Uma semana após o retorno das aulas da Educação Infantil na rede privada na região, o presidente do Sinepe/RS, Bruno Eizerik, afirma que foi “uma primeira semana bastante tranquila, não tivemos notícia de algum incidente, algum problema que tenha ocorrido”. “É um retorno tranquilo, um retorno sereno”, observa ele, em entrevista ao Redação no Ar desta segunda-feira (21). Conforme ele, nas escolas, cerca de 60% dos alunos voltaram a frequentar os espaços, que ficaram fechados desde o início da pandemia de coronavírus. A volta aos ambientes escolares é facultativo aos pais.


ouça a entrevista

 


Eizerik se apoia na segurança dos protocolos. “A escola, para que ela possa abrir, tem que elaborar um plano e esse plano tem regras muito rígidas sobre distanciamento entre alunos e que envolvem limpeza também, uso do álcool”, lembra.
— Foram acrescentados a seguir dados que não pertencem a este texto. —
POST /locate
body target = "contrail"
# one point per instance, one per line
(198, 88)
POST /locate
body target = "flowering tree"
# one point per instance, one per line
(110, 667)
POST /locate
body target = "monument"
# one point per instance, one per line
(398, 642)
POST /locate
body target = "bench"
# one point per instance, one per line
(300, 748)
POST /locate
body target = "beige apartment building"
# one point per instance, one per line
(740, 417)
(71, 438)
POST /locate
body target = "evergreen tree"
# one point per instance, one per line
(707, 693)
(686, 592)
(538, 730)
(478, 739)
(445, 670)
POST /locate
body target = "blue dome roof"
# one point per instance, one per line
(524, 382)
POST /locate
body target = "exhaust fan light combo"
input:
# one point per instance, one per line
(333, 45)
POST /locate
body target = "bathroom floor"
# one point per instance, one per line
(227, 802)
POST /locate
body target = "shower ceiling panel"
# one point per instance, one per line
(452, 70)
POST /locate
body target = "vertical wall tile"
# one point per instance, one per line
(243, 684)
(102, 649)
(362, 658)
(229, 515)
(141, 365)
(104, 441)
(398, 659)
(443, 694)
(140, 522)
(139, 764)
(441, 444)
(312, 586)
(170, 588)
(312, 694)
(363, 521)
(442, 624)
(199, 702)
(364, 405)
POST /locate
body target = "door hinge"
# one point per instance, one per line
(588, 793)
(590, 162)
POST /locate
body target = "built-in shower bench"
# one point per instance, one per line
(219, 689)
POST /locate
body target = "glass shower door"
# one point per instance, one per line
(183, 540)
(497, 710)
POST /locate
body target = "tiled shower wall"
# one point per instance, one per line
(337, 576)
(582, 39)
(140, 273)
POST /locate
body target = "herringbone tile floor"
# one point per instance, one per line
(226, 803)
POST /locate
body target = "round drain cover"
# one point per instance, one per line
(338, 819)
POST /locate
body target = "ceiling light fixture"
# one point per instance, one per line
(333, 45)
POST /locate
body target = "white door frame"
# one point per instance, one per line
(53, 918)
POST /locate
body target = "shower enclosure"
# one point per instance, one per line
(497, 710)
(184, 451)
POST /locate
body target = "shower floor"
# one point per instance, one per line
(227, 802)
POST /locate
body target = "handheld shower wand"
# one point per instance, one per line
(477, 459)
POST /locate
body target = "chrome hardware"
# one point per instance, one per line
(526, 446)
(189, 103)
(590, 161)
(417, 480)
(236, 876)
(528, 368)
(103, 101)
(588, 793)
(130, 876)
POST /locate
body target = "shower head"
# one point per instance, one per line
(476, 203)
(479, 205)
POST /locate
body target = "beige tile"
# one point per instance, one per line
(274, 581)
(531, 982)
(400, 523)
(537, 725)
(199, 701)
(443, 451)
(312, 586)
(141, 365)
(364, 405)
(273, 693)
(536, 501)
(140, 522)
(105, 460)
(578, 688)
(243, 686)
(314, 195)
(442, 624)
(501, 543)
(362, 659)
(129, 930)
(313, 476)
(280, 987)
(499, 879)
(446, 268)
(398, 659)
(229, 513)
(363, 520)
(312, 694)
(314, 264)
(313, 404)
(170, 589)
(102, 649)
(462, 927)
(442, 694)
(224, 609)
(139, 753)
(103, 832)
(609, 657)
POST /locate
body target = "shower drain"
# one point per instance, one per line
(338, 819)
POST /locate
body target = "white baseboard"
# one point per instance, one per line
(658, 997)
“A escola, neste momento, é um ambiente seguro, um ambiente onde a criança pode transitar porque uma serie de medidas que envolvem distanciamento e medidas sanitárias foram tomadas”, explana.

O presidente do Sinepe/RS defende que o Ensino Fundamental, na rede privada, possa adiantar seu calendário de retorno, previsto para 11 de novembro. Eizerik diz que “não encontramos explicação” para a distância nas datas.

O gestor também compara a situação no RS com Manaus, no Amazonas, uma das cidades pioneiras no retorno das atividades escolares. Conforme ele, “na rede privada não tem informações de contaminação em sala de aula, no ambiente escolar”. Eizerik observa que os casos relatados ocorreram nas escolas públicas.

O profissional da educação elogia a rede privada, que, segundo ele, foi ágil para que, assim que houve o fechamento das escolas, iniciar com as atividades remotas de ensino. “Temos que ir passo a passo, aprendendo com o que estamos fazendo”, defende.